Prince’s half-sister, Sharon Nelson, has accused Comerica Bank & Trust, the administration overseeing Prince’s estate, of mishandling the late singer’s finances. According to Billboard, Nelson and her siblings’ fight against Comerica has resulted in thousands of court filings and millions of dollars in legal fees. Nelson predicts that Prince’s estate will go bankrupt if the company is not stopped.

She said, "Prince’s estate will be bankrupt by the end of the year. Prince is not resting in peace while this is going on. He's very upset what these people have done to his estate. It's really sad."

Following Prince's death in 2016, Nelson and her siblings became the sole heirs of the estate, which is said to be valued between $100 million and $300 million. The family was forced to hire their own attorneys to defend their interests after 45 people claimed to be the heirs of Prince’s estate.

The family ended up having $3 million in legal fees and were not able to afford a new attorney. The siblings were rewarded $100,000 each after Prince’s 2016 tribute concert, but they have not received money from Comerica, although the bank continued to receive $125,000 a month for administering the estate.

Nelson also told Billboard that the bank has been making poor financial decisions, such as paying $90,000 a month to store the singer’s unreleased music in a vault in Los Angeles. There are reportedly more than 2,700 court filings that support Nelson and her family’s complaints about Comerica.

In October 2017, Nelson and two other heirs filed to permanently remove Comerica from the estate. Months later, in December 2017, a judge denied their petition, saying that it would not be in the best interest of the estate. Comerica, however, has denied the allegations against them.

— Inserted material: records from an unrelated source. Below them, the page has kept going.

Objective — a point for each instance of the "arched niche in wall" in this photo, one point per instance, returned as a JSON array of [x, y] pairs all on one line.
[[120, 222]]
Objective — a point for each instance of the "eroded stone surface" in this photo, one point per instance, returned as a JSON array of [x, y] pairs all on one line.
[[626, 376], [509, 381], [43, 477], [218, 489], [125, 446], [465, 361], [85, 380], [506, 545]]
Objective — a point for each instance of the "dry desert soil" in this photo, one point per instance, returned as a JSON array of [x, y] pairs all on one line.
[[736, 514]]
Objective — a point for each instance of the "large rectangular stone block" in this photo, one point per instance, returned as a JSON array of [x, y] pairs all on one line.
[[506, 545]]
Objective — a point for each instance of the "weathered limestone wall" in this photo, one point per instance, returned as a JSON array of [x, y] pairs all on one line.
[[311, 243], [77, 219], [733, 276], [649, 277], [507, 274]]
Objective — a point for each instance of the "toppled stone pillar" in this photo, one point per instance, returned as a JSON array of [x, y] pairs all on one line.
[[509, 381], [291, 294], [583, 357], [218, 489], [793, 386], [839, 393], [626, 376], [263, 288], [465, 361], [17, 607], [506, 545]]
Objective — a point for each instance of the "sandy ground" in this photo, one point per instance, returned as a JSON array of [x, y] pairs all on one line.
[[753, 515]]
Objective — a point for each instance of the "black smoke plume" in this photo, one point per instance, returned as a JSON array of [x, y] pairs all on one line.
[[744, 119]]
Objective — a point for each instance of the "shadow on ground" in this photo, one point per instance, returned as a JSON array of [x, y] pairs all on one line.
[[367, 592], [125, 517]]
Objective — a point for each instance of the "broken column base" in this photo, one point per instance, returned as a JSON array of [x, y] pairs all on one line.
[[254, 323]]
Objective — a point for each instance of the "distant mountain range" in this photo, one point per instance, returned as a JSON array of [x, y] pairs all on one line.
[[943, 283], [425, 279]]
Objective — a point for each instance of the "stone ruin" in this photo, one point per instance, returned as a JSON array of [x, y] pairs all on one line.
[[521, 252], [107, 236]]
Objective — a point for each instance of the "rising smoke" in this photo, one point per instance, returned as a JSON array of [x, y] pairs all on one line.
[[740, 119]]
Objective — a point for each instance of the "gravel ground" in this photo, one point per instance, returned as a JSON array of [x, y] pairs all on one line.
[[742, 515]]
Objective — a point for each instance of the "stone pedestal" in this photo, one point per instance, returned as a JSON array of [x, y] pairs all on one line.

Comerica has released a statement, saying, "The estate of Prince Rogers Nelson is a court-supervised estate, which places strict reporting and judicial oversight requirements on Comerica as the Personal Representative. Comerica has complied with all legal and ethical requirements during its administration of the estate. Comerica’s fees and those of the estate’s attorneys are filed with and approved by the Court every four months with complete transparency to the heirs. The attorneys’ fees paid by the estate have been court-approved as reasonable and necessary for the benefit of the estate."

Prince’s siblings have asked a judge to permanently limit Comerica’s power as the estate’s representative. A hearing has been set for May 20th.